The BMW iX utilises the latest, fifth-generation BMW eDrive technology which packs the motor, transmission and power control into a single unit and aids sustainability by eschewing rare earth materials in construction. There are two motors on the iX, driving all four wheels and giving the car more than 500bhp – which is a fair chunk more than most rivals such as the aforementioned e-tron S. This translates into a 0-62 time of 'under five seconds'.
It's not just about straight-line performance. BMW has worked on maximising the efficiency of the iXs available juice, which will stand at a gross content of more than 100kWh. Its aim is for energy consumption of less than 21kWh per 100km in the WLTP test, which would give the car a range of over 300 miles. BMW's R&D head, Frank Weber, has been quoted as claiming 373 miles of range.
The BMW iX can be DC fast charged at up to 200kW, enabling it to be charged from 10 to 80 per cent in under 40 minutes. At that rate, 75 miles can be added to the car's range in just 10 minutes. From a domestic 11kW wall box, zero to 100 per cent takes less than 11 hours. The batteries themselves are produced using renewable power and are highly recyclable.
BMW's new design direction is like Marmite: you're either going to love it or hate it. It's what BMW is calling “a distinctive re-imagining of the powerful proportions of the BMW SAV”, with minimalist use of character lines and various design features rooted in improving aerodynamics.

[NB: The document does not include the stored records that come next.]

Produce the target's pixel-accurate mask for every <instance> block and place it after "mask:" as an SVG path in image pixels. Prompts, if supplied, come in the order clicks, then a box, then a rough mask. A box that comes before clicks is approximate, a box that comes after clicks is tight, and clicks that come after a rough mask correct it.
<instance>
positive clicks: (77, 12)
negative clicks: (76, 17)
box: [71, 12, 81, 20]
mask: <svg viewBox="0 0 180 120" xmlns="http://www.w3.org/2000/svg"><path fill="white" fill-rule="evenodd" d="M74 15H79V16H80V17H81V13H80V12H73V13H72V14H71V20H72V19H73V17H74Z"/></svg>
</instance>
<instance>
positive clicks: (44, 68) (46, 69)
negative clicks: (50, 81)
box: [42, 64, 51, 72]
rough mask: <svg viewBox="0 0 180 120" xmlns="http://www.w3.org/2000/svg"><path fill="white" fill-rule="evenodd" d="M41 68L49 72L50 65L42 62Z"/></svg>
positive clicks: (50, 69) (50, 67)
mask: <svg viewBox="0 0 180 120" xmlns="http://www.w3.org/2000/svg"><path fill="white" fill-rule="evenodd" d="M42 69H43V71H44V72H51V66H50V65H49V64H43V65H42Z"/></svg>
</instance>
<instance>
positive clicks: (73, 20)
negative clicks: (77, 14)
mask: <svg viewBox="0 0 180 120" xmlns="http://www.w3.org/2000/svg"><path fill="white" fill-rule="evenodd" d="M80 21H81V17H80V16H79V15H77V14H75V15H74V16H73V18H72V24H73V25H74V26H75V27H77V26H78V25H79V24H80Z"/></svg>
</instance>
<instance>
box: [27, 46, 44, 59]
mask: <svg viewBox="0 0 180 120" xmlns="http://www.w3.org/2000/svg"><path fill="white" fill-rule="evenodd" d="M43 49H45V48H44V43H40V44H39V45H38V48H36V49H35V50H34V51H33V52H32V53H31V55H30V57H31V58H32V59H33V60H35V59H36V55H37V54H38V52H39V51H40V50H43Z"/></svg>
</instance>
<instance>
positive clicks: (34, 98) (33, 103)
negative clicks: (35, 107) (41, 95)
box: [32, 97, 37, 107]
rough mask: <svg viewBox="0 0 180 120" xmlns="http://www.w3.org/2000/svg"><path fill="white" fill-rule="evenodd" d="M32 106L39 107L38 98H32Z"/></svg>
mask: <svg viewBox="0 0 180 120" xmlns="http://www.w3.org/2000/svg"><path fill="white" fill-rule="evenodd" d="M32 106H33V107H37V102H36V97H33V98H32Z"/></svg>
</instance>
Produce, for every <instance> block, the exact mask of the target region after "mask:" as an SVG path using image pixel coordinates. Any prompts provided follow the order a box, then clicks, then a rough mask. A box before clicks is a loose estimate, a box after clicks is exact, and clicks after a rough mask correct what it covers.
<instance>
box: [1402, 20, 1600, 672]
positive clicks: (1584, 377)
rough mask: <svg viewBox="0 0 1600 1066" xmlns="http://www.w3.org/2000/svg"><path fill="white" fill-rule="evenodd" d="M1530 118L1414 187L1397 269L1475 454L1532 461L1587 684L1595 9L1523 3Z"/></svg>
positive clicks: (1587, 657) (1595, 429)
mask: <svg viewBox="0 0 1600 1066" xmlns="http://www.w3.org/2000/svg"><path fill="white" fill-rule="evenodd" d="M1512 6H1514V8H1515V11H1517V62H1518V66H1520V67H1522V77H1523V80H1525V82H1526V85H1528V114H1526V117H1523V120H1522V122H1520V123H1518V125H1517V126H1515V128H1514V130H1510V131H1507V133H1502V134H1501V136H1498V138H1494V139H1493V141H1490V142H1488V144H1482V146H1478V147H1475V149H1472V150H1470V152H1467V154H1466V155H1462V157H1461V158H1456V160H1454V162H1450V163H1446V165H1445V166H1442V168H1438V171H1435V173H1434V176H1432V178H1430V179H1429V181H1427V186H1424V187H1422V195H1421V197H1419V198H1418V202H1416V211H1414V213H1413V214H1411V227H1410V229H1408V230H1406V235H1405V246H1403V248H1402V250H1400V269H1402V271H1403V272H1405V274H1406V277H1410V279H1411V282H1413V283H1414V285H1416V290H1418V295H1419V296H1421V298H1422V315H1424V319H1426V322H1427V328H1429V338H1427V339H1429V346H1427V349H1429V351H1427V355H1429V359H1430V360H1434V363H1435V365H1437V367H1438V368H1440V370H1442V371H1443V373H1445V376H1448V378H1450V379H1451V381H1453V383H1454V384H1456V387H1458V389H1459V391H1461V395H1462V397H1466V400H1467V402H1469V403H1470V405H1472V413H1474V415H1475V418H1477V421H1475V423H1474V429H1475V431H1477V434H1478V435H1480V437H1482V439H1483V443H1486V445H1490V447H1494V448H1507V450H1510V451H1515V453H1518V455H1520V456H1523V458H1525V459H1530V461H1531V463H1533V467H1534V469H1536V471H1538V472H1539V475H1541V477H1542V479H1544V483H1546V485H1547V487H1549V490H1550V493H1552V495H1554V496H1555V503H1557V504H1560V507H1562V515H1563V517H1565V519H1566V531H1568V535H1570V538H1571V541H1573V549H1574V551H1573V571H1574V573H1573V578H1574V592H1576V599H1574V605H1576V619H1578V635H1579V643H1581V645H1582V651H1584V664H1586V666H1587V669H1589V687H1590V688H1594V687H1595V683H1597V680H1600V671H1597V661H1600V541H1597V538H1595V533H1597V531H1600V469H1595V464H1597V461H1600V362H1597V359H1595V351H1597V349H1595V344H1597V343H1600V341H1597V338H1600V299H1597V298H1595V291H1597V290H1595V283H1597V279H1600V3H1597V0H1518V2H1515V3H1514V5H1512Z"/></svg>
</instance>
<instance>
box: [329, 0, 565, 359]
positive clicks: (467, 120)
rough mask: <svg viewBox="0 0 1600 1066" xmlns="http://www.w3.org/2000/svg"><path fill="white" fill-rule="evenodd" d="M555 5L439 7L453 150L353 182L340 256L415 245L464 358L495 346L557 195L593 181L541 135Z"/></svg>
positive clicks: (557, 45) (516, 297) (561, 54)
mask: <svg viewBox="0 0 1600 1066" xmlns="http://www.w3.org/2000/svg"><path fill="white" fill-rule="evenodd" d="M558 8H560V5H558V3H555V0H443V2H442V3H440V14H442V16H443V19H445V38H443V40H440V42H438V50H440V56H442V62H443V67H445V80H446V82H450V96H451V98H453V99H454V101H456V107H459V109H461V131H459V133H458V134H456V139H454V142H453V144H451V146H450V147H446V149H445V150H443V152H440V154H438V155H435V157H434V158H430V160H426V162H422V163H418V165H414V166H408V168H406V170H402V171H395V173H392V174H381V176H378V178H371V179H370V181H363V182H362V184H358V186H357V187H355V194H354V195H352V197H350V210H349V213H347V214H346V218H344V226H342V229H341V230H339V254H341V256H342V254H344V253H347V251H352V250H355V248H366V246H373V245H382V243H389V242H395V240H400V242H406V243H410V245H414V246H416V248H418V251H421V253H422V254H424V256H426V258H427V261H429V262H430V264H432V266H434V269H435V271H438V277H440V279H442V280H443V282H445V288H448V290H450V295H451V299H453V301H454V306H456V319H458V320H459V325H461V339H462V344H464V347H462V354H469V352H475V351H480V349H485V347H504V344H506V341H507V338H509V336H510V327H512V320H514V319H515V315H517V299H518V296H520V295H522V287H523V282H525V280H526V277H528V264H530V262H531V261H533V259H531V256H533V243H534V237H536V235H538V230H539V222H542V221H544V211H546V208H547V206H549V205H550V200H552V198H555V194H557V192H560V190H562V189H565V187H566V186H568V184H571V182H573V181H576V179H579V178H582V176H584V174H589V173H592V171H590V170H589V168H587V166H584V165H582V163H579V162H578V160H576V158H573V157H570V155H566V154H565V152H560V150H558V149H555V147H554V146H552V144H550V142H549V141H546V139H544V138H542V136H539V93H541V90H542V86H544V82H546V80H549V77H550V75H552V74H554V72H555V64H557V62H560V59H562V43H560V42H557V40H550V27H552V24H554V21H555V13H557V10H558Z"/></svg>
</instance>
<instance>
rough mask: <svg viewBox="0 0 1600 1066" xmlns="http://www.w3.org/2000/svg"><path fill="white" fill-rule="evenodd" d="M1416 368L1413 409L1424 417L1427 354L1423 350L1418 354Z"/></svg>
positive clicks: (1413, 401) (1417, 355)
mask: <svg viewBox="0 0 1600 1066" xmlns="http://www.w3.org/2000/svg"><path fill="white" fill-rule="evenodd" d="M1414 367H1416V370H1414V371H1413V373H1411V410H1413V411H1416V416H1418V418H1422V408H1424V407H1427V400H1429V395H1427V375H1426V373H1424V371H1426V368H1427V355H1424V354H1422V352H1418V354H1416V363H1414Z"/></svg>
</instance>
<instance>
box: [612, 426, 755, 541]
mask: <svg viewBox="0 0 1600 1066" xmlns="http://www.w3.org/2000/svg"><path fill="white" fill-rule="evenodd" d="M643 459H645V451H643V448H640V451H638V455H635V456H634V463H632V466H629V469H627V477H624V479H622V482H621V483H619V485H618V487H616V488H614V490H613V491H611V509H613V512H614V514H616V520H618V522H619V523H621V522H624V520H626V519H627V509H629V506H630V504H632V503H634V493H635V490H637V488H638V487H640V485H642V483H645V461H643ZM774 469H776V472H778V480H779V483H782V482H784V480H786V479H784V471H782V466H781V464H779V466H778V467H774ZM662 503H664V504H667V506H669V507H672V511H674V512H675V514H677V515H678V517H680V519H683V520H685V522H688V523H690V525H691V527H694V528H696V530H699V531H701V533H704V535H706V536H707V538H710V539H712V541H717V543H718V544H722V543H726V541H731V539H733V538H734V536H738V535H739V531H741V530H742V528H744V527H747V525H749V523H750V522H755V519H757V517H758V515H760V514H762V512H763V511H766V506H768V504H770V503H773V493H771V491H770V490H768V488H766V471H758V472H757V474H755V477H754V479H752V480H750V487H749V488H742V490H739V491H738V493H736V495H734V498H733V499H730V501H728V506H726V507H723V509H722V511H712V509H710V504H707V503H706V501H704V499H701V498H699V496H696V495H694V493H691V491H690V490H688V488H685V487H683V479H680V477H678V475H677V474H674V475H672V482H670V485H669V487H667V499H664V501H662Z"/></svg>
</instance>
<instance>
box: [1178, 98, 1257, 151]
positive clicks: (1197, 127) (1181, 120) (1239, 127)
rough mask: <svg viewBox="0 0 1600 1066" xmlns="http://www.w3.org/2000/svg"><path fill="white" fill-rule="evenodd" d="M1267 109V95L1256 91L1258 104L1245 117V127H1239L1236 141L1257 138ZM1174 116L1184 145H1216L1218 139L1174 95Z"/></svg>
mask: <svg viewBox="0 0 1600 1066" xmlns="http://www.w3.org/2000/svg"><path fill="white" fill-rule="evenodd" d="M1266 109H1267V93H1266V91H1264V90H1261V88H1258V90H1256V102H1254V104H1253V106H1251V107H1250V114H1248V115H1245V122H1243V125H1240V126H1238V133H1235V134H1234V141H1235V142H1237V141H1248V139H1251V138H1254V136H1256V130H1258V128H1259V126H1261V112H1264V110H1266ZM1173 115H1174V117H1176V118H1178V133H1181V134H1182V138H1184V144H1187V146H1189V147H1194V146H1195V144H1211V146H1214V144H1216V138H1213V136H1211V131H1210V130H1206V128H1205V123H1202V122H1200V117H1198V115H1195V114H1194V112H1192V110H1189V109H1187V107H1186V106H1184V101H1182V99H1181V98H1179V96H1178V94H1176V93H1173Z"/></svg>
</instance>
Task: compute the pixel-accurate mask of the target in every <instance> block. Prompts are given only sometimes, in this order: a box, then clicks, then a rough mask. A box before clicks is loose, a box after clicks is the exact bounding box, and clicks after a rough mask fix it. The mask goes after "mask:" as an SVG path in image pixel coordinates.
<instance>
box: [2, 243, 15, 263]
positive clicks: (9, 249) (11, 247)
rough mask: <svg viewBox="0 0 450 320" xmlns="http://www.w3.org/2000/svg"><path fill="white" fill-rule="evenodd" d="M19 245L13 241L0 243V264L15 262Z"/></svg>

You're not going to miss the brand's new kidney grille, but in the iX it's blanked off and acts as an intelligence panel, incorporating a camera, radar and other sensors behind the transparent surface. The headlights are the slimmest to ever reach the road on a BMW and numerous details – such as flush-fit door handles and discreet camera and sensor positioning – adds to the car's overall clean look and ability to slip efficiently through the air. Its drag coefficient of just 0.25Cd shows there has been fruits from all this labour.
“The BMW iX shows how we can give new technologies a very modern and emotionally engaging design. The car is technologically highly complex, but it feels very clear and uncomplicated,” said Adrian van Hooydonk, Senior Vice President BMW Group Design.
Thanks in part to its electric powertrain, the BMW iX will offer a high level of spaciousness alongside what BMW calls a “lounge-like ambience”, aided by the presence of a panoramic glass roof. The car sits on entirely new architecture and the cabin is a big benefactor of this, with no centre tunnel – for example – delivering more legroom and storage space.
Up-front, the centre console is designed to look like a piece of high-quality furniture, though like many other EVs, minimalism has been used liberally throughout. Displays and controls are pared back to a minimum, with the myriad technology becoming apparent when it's needed (shy tech) rather than being a constant distraction. In BMW design speak, the desire is to create an emotional bond between car and occupants.
The so-called shy tech approach has been applied to features like the air vents, heated surfaces, head-up display projector and operating system interface. And whilst this minimalism isn't exactly new (thinkPolestar, Tesla, Lucid et. al.), it is refreshing from the German brand.
Unfortunately, there is no initial indication of price for the BMW iX, though given its X5 size and spec level similarities to the Audi e-tron, we'd take a punt at somewhere in the £75-£80k ballpark. The iX will go into production at BMW's Dingolfing plant in the second half of 2021, so we'd expect the first cars to hit the road in the autumn of next year.